Blog Post

Azure Database for PostgreSQL Blog
5 MIN READ

PostgreSQL 18 Vacuuming Improvements Explained

Shashikant_Shakya's avatar
Oct 17, 2025

Introduction

This PostgreSQL 18 release brings one of the most significant collections of VACUUM and ANALYZE improvements in years. These updates include faster heap scans through asynchronous I/O (AIO), flexible on-the-fly autovacuum scaling, earlier triggers for large tables, safer tail shrinking, and more robust observability.

At a Glance: What’s New

  • VACUUM runs faster by overlapping reads with processing via asynchronous I/O (AIO).
  • Autovacuum throughput is adjustable without restarts: set a startup ceiling at autovacuum_worker_slots and tune autovacuum_max_workers on the fly.
  • Autovacuum can trigger earlier on big tables using autovacuum_vacuum_max_threshold (hard cap on dead tuples).
  • Normal VACUUM can “eager-freeze” all visible pages to amortize anti-wraparound work; control with vacuum_max_eager_freeze_failure_rate.
  • VACUUM and ANALYZE extend recursively into child tables by default; use the ONLY table modifier to target parent-level only.
  • Tail shrinking is explicit and predictable using the server setting vacuum_truncate or per-command TRUNCATE.
  • New visibility: per-table cumulative times, explicit cost-delay timing (track_cost_delay_timing).

Deep Dive: Changes That Matter

1) Vacuum is faster with asynchronous I/O (AIO)

A new asynchronous I/O subsystem lets VACUUM queue up reads and continue working asynchronously while data is fetched, reducing heap-scan wait time on cache misses and smoothing throughput during large table passes.

How to enable & verify:

  • Controlled by the io_method server parameter
  • SHOW io_method; (typically 'worker' by default)
  • SHOW io_workers; (default 3)
  • Increase workers gradually if VACUUM remains I/O-bound: io_workers = 6; (test on non-prod first)

Note: Raise workers gradually (e.g., 3 → 6 → 12) and monitor server storage metrics and VACUUM durations.

2) Adjust autovacuum workers on the fly

Autovacuum scaling is now much more flexible.
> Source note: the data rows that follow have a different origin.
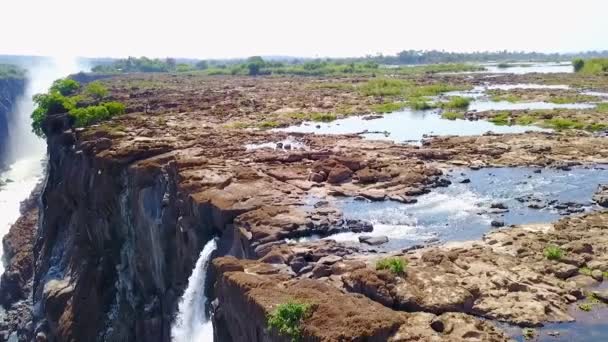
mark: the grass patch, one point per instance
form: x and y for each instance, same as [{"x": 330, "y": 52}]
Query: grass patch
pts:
[
  {"x": 420, "y": 104},
  {"x": 388, "y": 107},
  {"x": 501, "y": 119},
  {"x": 287, "y": 318},
  {"x": 384, "y": 87},
  {"x": 594, "y": 66},
  {"x": 498, "y": 97},
  {"x": 585, "y": 271},
  {"x": 323, "y": 117},
  {"x": 561, "y": 124},
  {"x": 269, "y": 124},
  {"x": 452, "y": 115},
  {"x": 394, "y": 265},
  {"x": 585, "y": 307},
  {"x": 553, "y": 252},
  {"x": 457, "y": 102},
  {"x": 525, "y": 120}
]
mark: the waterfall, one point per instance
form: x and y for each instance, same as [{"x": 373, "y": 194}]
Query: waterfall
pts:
[
  {"x": 192, "y": 322},
  {"x": 25, "y": 149}
]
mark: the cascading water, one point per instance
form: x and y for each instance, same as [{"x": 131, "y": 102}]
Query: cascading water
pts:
[
  {"x": 25, "y": 149},
  {"x": 192, "y": 322}
]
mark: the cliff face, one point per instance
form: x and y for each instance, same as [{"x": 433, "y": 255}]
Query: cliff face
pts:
[
  {"x": 10, "y": 91},
  {"x": 116, "y": 241}
]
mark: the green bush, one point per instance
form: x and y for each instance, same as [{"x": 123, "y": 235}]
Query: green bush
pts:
[
  {"x": 89, "y": 115},
  {"x": 114, "y": 108},
  {"x": 578, "y": 64},
  {"x": 288, "y": 317},
  {"x": 395, "y": 265},
  {"x": 65, "y": 86},
  {"x": 553, "y": 252},
  {"x": 96, "y": 90},
  {"x": 388, "y": 107},
  {"x": 420, "y": 104},
  {"x": 323, "y": 117},
  {"x": 384, "y": 87},
  {"x": 452, "y": 115},
  {"x": 456, "y": 102}
]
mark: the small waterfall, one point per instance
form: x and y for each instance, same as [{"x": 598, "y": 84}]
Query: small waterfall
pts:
[
  {"x": 192, "y": 322},
  {"x": 25, "y": 148}
]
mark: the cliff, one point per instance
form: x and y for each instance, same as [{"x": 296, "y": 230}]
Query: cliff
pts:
[
  {"x": 11, "y": 88},
  {"x": 128, "y": 205}
]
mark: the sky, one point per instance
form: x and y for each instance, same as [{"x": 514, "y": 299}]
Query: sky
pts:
[{"x": 307, "y": 28}]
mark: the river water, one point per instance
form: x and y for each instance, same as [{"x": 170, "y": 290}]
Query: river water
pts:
[
  {"x": 26, "y": 150},
  {"x": 192, "y": 322}
]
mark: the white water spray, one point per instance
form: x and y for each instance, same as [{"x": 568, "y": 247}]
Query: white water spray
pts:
[
  {"x": 192, "y": 322},
  {"x": 25, "y": 149}
]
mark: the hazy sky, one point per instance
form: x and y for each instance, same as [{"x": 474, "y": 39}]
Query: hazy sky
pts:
[{"x": 239, "y": 28}]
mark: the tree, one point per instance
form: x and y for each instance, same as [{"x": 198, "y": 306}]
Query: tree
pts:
[{"x": 255, "y": 64}]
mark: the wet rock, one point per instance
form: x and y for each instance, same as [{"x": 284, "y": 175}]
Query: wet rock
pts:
[
  {"x": 373, "y": 240},
  {"x": 499, "y": 206},
  {"x": 601, "y": 196},
  {"x": 497, "y": 224},
  {"x": 597, "y": 275}
]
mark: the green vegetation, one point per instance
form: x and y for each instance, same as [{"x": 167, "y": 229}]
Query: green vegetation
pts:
[
  {"x": 388, "y": 107},
  {"x": 585, "y": 307},
  {"x": 501, "y": 119},
  {"x": 452, "y": 115},
  {"x": 384, "y": 87},
  {"x": 269, "y": 124},
  {"x": 287, "y": 319},
  {"x": 578, "y": 64},
  {"x": 63, "y": 98},
  {"x": 595, "y": 66},
  {"x": 11, "y": 71},
  {"x": 394, "y": 265},
  {"x": 562, "y": 123},
  {"x": 525, "y": 120},
  {"x": 585, "y": 271},
  {"x": 420, "y": 104},
  {"x": 553, "y": 252},
  {"x": 456, "y": 102},
  {"x": 497, "y": 97},
  {"x": 528, "y": 333},
  {"x": 96, "y": 90}
]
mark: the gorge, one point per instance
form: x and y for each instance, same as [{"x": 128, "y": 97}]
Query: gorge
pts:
[{"x": 198, "y": 212}]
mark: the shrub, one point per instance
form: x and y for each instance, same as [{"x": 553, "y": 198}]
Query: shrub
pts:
[
  {"x": 457, "y": 102},
  {"x": 578, "y": 64},
  {"x": 48, "y": 104},
  {"x": 452, "y": 115},
  {"x": 89, "y": 115},
  {"x": 501, "y": 119},
  {"x": 420, "y": 104},
  {"x": 288, "y": 317},
  {"x": 65, "y": 86},
  {"x": 553, "y": 252},
  {"x": 561, "y": 123},
  {"x": 323, "y": 117},
  {"x": 269, "y": 124},
  {"x": 96, "y": 90},
  {"x": 585, "y": 307},
  {"x": 114, "y": 108},
  {"x": 388, "y": 107},
  {"x": 384, "y": 87},
  {"x": 202, "y": 65},
  {"x": 395, "y": 265}
]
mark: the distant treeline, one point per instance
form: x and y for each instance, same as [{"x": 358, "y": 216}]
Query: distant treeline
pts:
[{"x": 435, "y": 56}]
Previously, changing autovacuum_max_workers required a server restart, which could be painful for time-based tuning or urgent bloat cleanup activities. The new approach now separates these two concepts:

  • autovacuum_worker_slots: The total number of slots reserved at startup (server restart required).
  • autovacuum_max_workers: The number of workers allowed to run concurrently (reloadable on the fly).

If you set autovacuum_max_workers higher than the reserved slots, PostgreSQL will cap the number and log a warning.

Note: When you scale up workers, consider enlarging the shared cost budget so that per-worker share does not collapse. Either raise autovacuum_vacuum_cost_limit or reduce autovacuum_vacuum_cost_delay.

3) Force earlier autovacuum on very large tables

Extremely large tables can accumulate a significant number of dead tuples while staying below the classic trigger threshold.

threshold = reltuples * autovacuum_vacuum_scale_factor + autovacuum_vacuum_threshold 

To fix this, a new parameter autovacuum_vacuum_max_threshold adds a hard cap on dead tuples (default: 100,000,000). Once a table crosses above this number of dead rows, autovacuum runs immediately even if the scale factor says “wait.” This prevents bloat buildup between runs on very large relations. Set it to -1 to disable the feature.

Examples:

  • Server-wide cap (example: 50M dead tuples): autovacuum_vacuum_max_threshold = 50000000
  • Per-table override for a hot relation: ALTER TABLE orders SET (autovacuum_vacuum_max_threshold = 20000000);
  • Disable on a table if needed: ALTER TABLE staging SET (autovacuum_vacuum_max_threshold = -1);

Note: Prefer per-table caps (e.g., 10–50M) for a few giant tables instead of lowering the server-wide cap too far.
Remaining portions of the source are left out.